RE: Peering point speed publicly available?

Latency does have a impact on TCP transfers, now granted the difference between a oc-3 and oc-192 is negligible, but if you stack a lot of T1 connections back to back its going to be a factor in your max throughput across the path.

(Stats below might not exactly be accurate...snipped from another site)

DS3: (1500 bytes * 8 bits/byte) / 44040192 bits/sec = .27 ms (approx)
DS1: (1500 bytes * 8 bits/byte) / 1572864 bits/sec = 8 ms (approx)
DS0: (1500 bytes * 8 bits/byte) / 65536 bits/sec = 183 ms (approx)
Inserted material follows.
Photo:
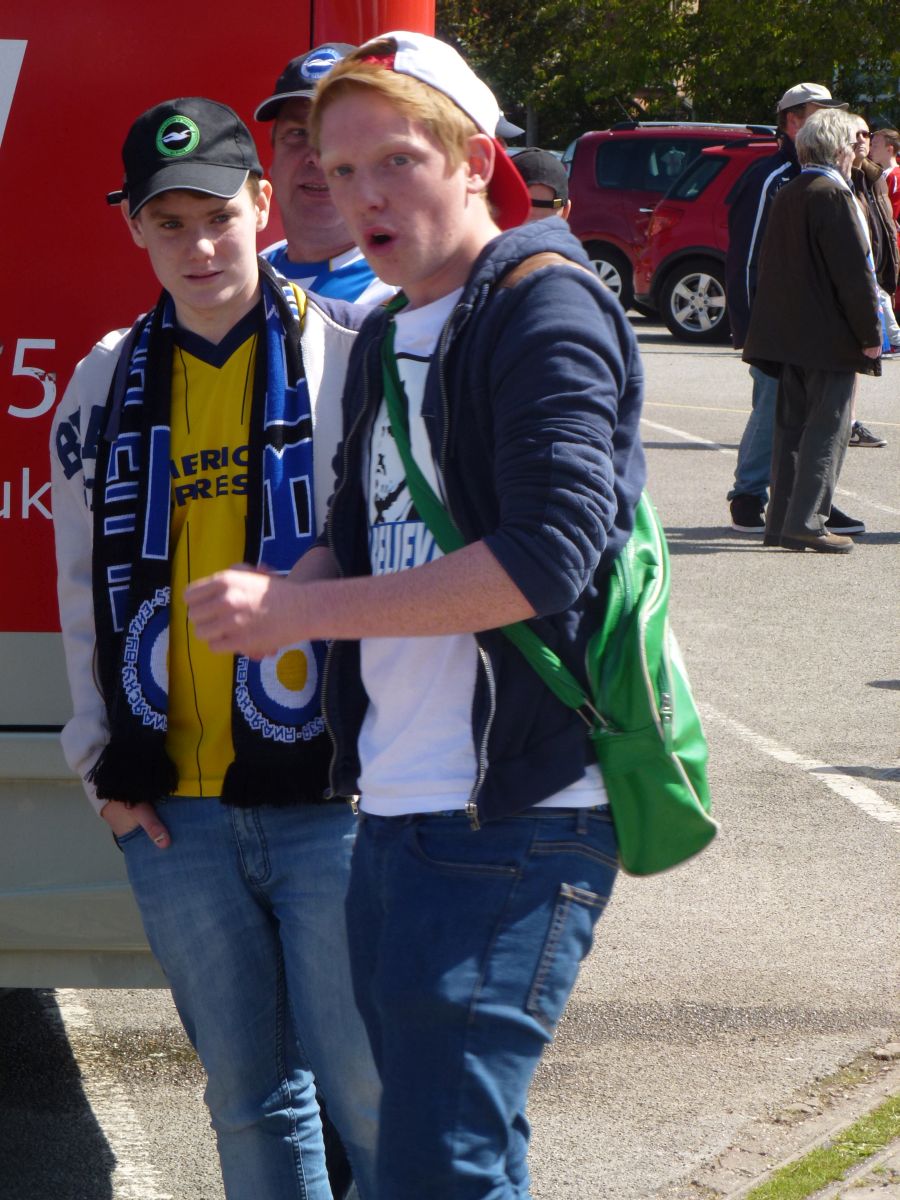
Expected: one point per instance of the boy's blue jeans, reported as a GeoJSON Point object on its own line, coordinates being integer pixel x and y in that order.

If you don't think it does then run some ftp transfers end to end with 1ms of delay, and with 100ms, 200ms, 500ms, 1000 ms

I never said that .002 microseconds is going to have a noticeable difference, but those 10ms - 20ms hops starts to add up. As well as propagation delay as you stated.

-C

Lets not put words in anyone's mouth here. Latency does indeed have an
impact on TCP transfers (though it CAN be overcome with decent algorithms
and sufficiently large buffers to keep packets on the wire pending acks).
What I said was that serialization latency has no impact in TCP transfers,
and that the difference between 10Mbps ethernet and OC-192 is only barely
detectable.

(1500 bytes * 8 / 10000000) - (1500 bytes * 8 / 9952000000) = .0012 ms

If you have a DS0, serialization latency is not your limiting factor for
TCP speed. If you have a T-1's worth of data to pass, it doesn't matter if
you're routing it through an unused 10Mbps ethernet or unused OC-192.